Wednesday 30 July 2014

It's the Voyager family of DEMUs again, and a shocking discovery

So, Saturday, my first ever trip to the Sunderland International Airshow, a great day out had by me, part of my journey was by road (my motor scooter), part by conventional rail (On British Rail Class 220), and part by light rail (Tyne and Wear Metro, British Rail Class 994), my journey to Newcastle was on Voyager 220012, and for years I've used the CrossCountry service and these trains without thinking about it, although I've always noted that the brake system inefficiently wastes it's energy by routing it to a resistor bank on the roof of each carriage, this is known as rheostatic braking which uses the motors, and in theory could be converted to regenerative braking and thus put the power back into the traction system and save diesel fuel (the trains use the Cummins QSK19 diesel engine, the same basic unit as the horrifically awful and hateful Class 185 except it's connected to an electric generator rather than a gearbox and the wheels).
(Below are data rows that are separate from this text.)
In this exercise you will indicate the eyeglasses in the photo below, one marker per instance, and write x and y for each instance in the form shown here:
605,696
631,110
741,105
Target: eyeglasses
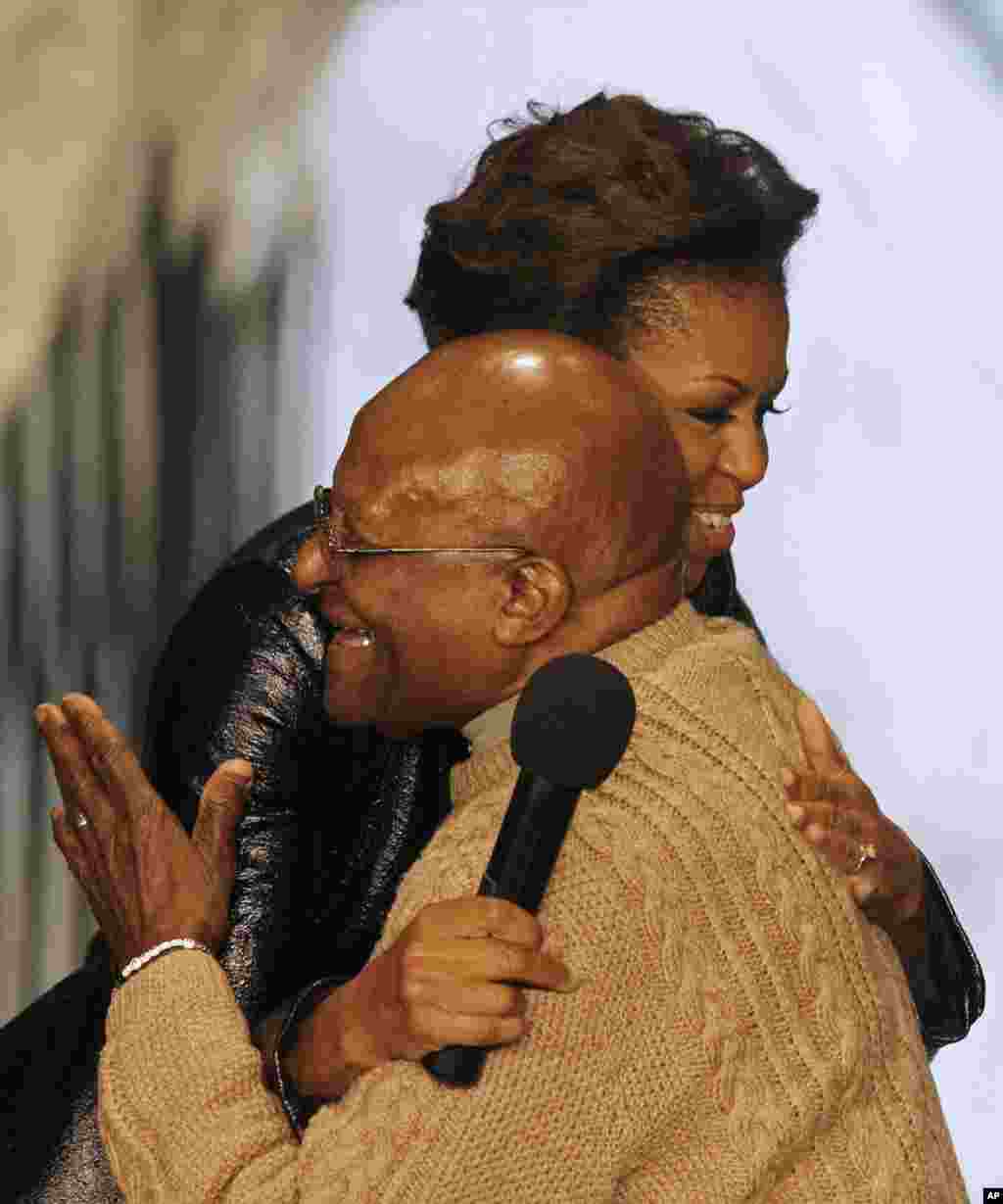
332,526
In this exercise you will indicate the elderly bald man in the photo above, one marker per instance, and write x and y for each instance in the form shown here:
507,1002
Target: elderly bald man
721,974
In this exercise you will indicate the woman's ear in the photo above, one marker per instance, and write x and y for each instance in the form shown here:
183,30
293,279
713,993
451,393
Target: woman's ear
539,595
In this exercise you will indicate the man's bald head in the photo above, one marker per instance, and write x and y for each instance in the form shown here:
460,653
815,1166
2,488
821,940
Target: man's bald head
528,438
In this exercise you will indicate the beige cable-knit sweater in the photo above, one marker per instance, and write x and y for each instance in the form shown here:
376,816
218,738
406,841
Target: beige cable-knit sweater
740,1032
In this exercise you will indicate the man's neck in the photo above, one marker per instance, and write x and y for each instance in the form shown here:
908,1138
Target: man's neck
609,616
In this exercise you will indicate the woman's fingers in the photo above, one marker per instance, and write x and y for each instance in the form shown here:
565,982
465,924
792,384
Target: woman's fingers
823,751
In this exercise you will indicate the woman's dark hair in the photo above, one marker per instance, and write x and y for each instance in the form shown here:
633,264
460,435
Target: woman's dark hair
576,221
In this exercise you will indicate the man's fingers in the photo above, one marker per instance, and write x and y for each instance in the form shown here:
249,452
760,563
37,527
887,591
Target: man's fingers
219,811
474,916
487,960
441,1029
109,753
467,997
78,783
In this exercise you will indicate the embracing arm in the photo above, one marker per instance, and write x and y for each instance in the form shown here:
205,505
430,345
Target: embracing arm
897,890
944,976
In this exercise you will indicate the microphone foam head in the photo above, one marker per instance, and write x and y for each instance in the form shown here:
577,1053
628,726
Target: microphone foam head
573,721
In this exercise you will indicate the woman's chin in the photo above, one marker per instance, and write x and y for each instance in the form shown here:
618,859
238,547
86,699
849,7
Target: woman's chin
694,573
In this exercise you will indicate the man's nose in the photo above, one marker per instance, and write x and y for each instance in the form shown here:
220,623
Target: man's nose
744,454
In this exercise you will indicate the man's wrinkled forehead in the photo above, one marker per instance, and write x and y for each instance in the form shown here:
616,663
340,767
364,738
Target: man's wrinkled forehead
476,489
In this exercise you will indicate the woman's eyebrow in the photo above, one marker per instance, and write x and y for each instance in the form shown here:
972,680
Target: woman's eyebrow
768,394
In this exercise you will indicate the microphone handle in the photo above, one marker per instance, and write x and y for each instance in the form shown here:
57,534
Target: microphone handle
525,850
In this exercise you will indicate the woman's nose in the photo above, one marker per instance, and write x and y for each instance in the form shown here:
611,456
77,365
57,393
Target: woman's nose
744,454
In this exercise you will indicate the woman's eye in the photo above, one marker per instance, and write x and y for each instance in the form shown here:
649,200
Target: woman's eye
720,414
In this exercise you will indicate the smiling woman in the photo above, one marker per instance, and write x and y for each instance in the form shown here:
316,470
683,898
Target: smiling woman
663,240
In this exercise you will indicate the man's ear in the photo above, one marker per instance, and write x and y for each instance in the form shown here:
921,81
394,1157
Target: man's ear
539,594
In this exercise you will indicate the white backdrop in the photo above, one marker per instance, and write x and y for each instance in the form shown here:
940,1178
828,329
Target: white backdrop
870,555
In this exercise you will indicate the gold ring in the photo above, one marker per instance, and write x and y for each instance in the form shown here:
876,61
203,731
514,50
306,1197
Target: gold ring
867,852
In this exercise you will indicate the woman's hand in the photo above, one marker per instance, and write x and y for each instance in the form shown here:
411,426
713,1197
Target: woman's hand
838,814
453,977
145,879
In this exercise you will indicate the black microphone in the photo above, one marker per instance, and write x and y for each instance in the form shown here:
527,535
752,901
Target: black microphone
571,727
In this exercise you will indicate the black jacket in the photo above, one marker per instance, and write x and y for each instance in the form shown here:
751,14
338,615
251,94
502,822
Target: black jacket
334,819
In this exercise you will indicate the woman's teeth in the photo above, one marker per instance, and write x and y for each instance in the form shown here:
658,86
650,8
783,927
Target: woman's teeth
718,521
353,637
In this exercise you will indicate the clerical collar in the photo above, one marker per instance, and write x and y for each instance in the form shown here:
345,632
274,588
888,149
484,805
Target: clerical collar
493,726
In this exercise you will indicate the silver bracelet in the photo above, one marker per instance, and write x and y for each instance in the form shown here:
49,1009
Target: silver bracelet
163,947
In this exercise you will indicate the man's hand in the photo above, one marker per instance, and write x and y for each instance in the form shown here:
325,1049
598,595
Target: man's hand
839,815
452,978
145,881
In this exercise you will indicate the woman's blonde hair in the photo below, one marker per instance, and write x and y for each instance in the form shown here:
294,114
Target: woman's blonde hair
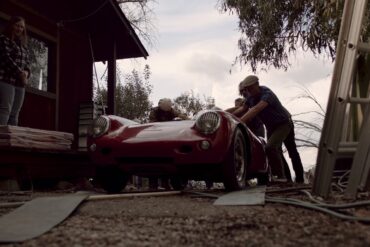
9,29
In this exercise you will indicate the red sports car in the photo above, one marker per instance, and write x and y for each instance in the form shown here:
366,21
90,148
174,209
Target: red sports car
213,146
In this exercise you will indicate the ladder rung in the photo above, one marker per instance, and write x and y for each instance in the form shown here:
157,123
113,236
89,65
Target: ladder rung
359,100
364,47
347,147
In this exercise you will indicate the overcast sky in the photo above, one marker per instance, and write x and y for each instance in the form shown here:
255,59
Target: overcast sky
195,48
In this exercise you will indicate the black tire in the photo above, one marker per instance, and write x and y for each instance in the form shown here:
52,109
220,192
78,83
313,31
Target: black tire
235,165
178,183
263,178
111,179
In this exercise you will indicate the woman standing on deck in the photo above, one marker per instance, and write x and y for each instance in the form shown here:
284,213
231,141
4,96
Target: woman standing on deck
14,70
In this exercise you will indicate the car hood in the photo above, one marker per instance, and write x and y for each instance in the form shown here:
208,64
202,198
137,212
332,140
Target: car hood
159,131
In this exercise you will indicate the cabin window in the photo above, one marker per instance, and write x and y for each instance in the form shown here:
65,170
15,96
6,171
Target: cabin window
40,53
39,57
This braking system has one major safety flaw with it, it can be and has been the cause of fires, 220012 was a victim of this flaw in 2008 with a fire started in the resistor bank, the train was not badly damaged, repaired, then returned to service, or I'd not have travelled on it, finding that information out, especially while I was on said train, was very disturbing, but knowing these incidents are isolated it didn't worry me too much, my return journey was on another, unidentified, member of the Voyager family (no idea if it was a 220 or 221 as I didn't check), my next journey on one of these trains is set to be October, it might be 220012 again, it might not, who knows.